Good evening, I may be busy in the morning and unable to post, so I wanted to provide a quick update on Tropical Storm Melissa. All of the data this evening indicates that Melissa is not really any better organized than this morning. The thunderstorm activity is still all to the east and southeast of the center, which reconnaissance aircraft shows is due south of the southwest peninsula of Haiti. Reconnaissance data also indicates that the circulation of Melissa is rather broad at the surface and tilted with height, also indications of wind shear impacting the system and keeping it from intensifying. On the most recent NHC advisory, it had maximum sustained winds of 50 mph, same as this morning.

The storm is drifting ever so slightly west, and the lack of any significant intensification today further increases the likelihood that the scenario of a slow track to the west for the next for several days as consistently shown by the European ensemble model will pan out. In fact, the Google DeepMind AI system — which an analysis by tropical researcher Brian McNoldy shows has been the most accurate model so far this year for track and intensity forecasts — has now come much more inline with that scenario as well.

This also means that Melissa will be over the extremely warm water of the central and western Caribbean for the next several days, and with wind shear expected to decrease substantially, this further increases the likelihood that Melissa will become a powerful hurricane over the Caribbean by this weekend.

[Key Messages]

A slow moving hurricane growing in size and intensity means prolonged impacts to the region. Heavy rain and serious flash flooding and mudslides continue to be a major risk to portions of Jamaica and Hispaniola. It is important to note that the rainfall forecast shown above is just for the next 72 hours — additional heavy rain is expected beyond that time which could also expand to include more of Jamaica and Hispaniola as well as parts of Cuba. Totals of 20” or more of rain will be possible in some of these areas.

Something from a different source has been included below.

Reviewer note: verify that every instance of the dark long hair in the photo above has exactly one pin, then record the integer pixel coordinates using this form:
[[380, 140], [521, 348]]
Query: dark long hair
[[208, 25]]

While the general idea of a slow motion to the northwest and west the next several days has come more into focus, there is obviously still a lot of uncertainty on the exact path and speed of the track. It still looks like at some point next week the drift to the west will eventually stop, and the hurricane will lift north or northeast out of the Caribbean and into the North Atlantic. Interests in the Bahamas and Cayman Islands should be monitoring forecasts for Melissa given this expected evolution.